- Shadow Minister pledges support for ‘innovative’ and ‘excellent’ charity
- Butterfly Reading Group faces uncertain future and could face problems similar to Peckham’s Kid’s Company
Michael Gove MP, the Shadow Secretary of State for Children, Schools & Families and Joanne Cash, the Conservative Parliamentary Candidate for Westminster North, both visited the charity Real Action’s Butterfly Reading Group in Queen’s Park and praised their ‘excellent’ work whilst urging the Government to provide greater support and backing for the project whose outlook is uncertain due to a funding squeeze.
The Butterfly Saturday Reading School teaches 150 children aged between five and 12 to read through phonics in classes held on Saturday mornings and also teaches adults literacy and English. The results are impressive for both children and adults. 30 one hour classes can advance a child’s reading ability by 13 months and a 16 week adult course can see adults with previously no English at all progress to an intermediate standard. Recent evidence also shows that improving children’s literacy is an effective long-term measure in cutting youth crime and anti-social behaviour.
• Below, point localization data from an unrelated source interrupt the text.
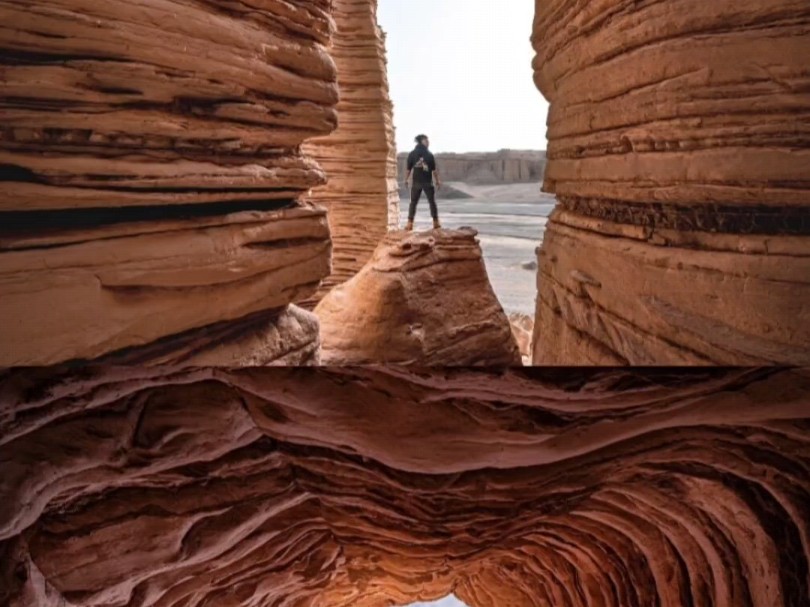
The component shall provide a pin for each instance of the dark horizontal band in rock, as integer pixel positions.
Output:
(720, 218)
(16, 222)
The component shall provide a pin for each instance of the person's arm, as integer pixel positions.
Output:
(436, 177)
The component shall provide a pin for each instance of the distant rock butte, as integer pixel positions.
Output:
(423, 299)
(681, 165)
(369, 487)
(503, 166)
(359, 157)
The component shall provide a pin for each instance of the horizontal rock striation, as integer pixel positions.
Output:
(679, 156)
(153, 177)
(167, 487)
(422, 299)
(360, 156)
(503, 166)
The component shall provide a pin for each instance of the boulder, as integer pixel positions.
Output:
(423, 299)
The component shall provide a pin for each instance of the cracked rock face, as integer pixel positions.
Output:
(678, 154)
(152, 171)
(422, 299)
(345, 487)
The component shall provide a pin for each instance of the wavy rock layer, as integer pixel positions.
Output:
(376, 487)
(360, 156)
(141, 139)
(423, 299)
(679, 153)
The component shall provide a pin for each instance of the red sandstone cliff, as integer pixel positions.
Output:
(172, 487)
(679, 154)
(153, 179)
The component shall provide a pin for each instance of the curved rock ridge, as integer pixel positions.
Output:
(360, 156)
(371, 487)
(152, 171)
(423, 299)
(679, 157)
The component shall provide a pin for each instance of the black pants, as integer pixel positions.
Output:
(416, 194)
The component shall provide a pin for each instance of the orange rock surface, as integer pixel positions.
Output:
(678, 151)
(423, 299)
(152, 171)
(359, 158)
(351, 487)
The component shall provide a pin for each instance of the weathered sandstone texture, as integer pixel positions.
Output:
(423, 299)
(369, 488)
(522, 326)
(679, 151)
(360, 156)
(503, 166)
(152, 171)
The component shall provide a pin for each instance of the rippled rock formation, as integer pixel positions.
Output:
(152, 171)
(679, 158)
(359, 157)
(171, 487)
(423, 299)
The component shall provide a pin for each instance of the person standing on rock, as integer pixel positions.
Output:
(423, 166)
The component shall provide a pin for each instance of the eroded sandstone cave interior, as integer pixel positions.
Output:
(376, 487)
(178, 190)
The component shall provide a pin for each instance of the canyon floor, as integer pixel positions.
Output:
(510, 219)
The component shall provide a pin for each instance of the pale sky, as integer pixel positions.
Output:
(460, 72)
(449, 601)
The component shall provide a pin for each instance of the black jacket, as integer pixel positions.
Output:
(422, 163)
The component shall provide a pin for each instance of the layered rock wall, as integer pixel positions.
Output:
(503, 166)
(354, 487)
(152, 172)
(679, 152)
(359, 158)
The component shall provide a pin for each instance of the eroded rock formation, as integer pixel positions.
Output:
(152, 172)
(375, 487)
(503, 166)
(679, 154)
(424, 299)
(359, 158)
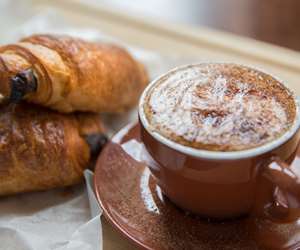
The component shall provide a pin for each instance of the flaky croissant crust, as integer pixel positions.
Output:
(42, 149)
(73, 74)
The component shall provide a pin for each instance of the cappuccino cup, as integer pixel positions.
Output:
(213, 130)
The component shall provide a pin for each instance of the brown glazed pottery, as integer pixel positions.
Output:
(214, 184)
(134, 203)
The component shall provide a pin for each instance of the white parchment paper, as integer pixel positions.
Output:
(62, 219)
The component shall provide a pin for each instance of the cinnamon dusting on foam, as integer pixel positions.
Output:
(219, 107)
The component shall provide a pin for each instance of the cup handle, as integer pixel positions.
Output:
(287, 184)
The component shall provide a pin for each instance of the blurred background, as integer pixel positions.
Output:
(273, 21)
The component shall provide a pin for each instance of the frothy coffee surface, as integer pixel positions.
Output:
(219, 107)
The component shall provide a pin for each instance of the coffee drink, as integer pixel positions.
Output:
(219, 107)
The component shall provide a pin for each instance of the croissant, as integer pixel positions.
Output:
(68, 74)
(42, 149)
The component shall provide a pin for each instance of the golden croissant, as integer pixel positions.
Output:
(42, 149)
(68, 74)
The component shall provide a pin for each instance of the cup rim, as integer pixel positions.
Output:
(218, 155)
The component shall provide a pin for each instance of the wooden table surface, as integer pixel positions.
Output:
(273, 21)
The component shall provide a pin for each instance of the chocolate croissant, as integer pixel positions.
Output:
(42, 149)
(68, 74)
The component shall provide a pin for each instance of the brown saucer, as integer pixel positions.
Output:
(134, 204)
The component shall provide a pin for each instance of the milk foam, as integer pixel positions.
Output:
(211, 110)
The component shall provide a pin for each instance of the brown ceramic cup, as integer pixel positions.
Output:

The charity’s co-founder and Education Director Katie Ivens this week was named in the Evening Standard’s 1000 most influential people in London 2007 for her work on the scheme and in the wider community. However despite this and the project’s excellent track record, its future remains uncertain due to tightening purse strings and a lack of easily available funds.
Speaking at the charity’s home on the Mozart Estate, Michael Gove MP said: ‘After ten years of Labour and huge taxpayer expense in our education system, literacy standards in our schools remain unacceptably low. The Butterfly Reading Group’s excellent results working with kids from a range of backgrounds and nationalities shows how, with innovative teaching methods, real, tangible improvements in our children’s education can be achieved.’
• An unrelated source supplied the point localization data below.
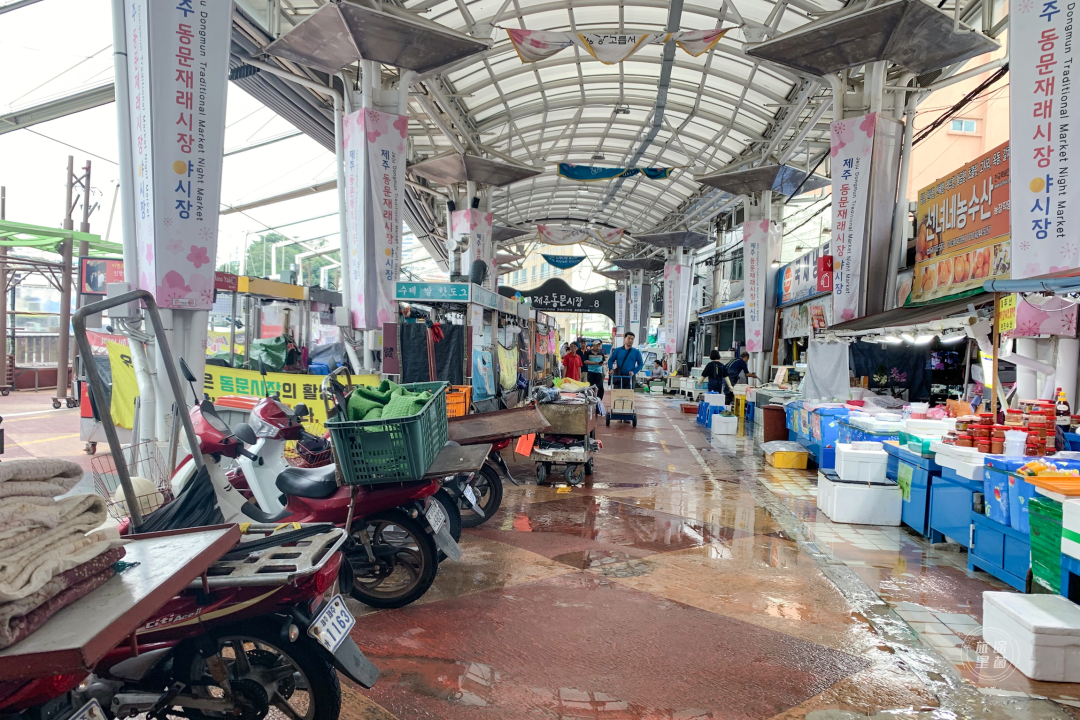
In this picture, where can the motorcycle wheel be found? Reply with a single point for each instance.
(454, 516)
(265, 674)
(487, 485)
(405, 560)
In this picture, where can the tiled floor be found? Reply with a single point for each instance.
(686, 579)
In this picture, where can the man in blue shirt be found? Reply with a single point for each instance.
(625, 361)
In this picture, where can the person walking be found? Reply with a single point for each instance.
(571, 361)
(715, 372)
(594, 367)
(624, 363)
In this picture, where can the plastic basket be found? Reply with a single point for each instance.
(143, 460)
(1045, 519)
(458, 399)
(374, 451)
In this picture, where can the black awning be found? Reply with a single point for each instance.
(902, 316)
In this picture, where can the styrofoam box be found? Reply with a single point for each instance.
(724, 424)
(1038, 634)
(864, 465)
(865, 503)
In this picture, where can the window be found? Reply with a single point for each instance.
(963, 126)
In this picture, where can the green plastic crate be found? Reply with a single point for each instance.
(1045, 519)
(375, 451)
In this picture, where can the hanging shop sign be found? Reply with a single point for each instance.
(591, 174)
(177, 68)
(760, 246)
(800, 279)
(962, 229)
(799, 321)
(677, 279)
(95, 274)
(852, 147)
(375, 182)
(563, 261)
(1044, 228)
(532, 45)
(559, 234)
(555, 295)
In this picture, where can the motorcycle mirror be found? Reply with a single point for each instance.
(245, 434)
(190, 377)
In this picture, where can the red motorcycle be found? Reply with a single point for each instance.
(227, 647)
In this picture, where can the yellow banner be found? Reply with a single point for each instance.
(292, 389)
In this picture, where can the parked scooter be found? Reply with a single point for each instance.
(224, 649)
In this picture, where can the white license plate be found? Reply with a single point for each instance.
(435, 515)
(91, 710)
(333, 624)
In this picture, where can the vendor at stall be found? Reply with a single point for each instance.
(594, 367)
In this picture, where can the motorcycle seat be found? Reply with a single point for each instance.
(315, 483)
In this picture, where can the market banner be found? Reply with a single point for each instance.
(800, 277)
(962, 229)
(563, 261)
(532, 45)
(559, 234)
(474, 228)
(590, 174)
(178, 69)
(852, 145)
(375, 182)
(760, 246)
(677, 279)
(1044, 231)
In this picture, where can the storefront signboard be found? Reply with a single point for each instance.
(962, 229)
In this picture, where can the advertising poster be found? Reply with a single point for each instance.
(1045, 236)
(852, 145)
(962, 229)
(375, 182)
(178, 68)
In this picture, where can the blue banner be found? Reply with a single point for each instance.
(564, 261)
(590, 174)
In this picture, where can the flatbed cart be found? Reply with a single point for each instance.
(622, 399)
(577, 420)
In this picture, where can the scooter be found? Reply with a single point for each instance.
(223, 648)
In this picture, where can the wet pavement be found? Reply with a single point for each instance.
(687, 579)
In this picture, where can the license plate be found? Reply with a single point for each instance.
(91, 710)
(333, 624)
(435, 516)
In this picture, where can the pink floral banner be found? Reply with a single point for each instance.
(375, 182)
(178, 68)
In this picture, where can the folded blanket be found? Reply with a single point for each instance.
(27, 566)
(13, 615)
(38, 476)
(37, 617)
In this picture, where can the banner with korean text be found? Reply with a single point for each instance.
(760, 246)
(178, 69)
(474, 228)
(375, 182)
(1045, 234)
(852, 145)
(962, 229)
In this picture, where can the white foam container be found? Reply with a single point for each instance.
(724, 424)
(861, 465)
(1038, 634)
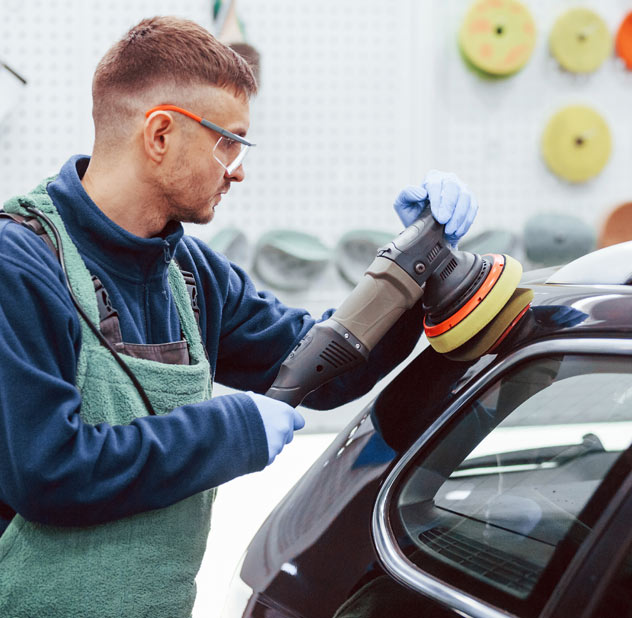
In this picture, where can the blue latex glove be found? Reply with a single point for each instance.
(279, 420)
(451, 203)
Joanne, who has supported and followed the work of the charity since her selection earlier this year, said: ‘Katie Ivens and her team of volunteers provide the young people of Harrow Road and Queen’s Park with an opportunity to improve their education and life chances, an opportunity which many other children up and down the country do not have. The Government must do more to ensure that vital community projects such as this, which are the engine rooms of social mobility and future opportunity, have the funding and support they need to continue their excellent work.’
Ivens and the local parents and residents who run Real Action are desperate to continue the project and help more young people. But they’re worried about the future: ‘We celebrated ten years of the Butterfly project this year and hundreds of local children in that time have benefited from the scheme. All children want to read and all adults want to learn English and we want to be there to help them fulfil this desire. But when we look at our balance sheet and the problems of other high profile charities, like Kid’s Company, we fear for the future and wonder whether we will be around for another ten years. We badly need donations.’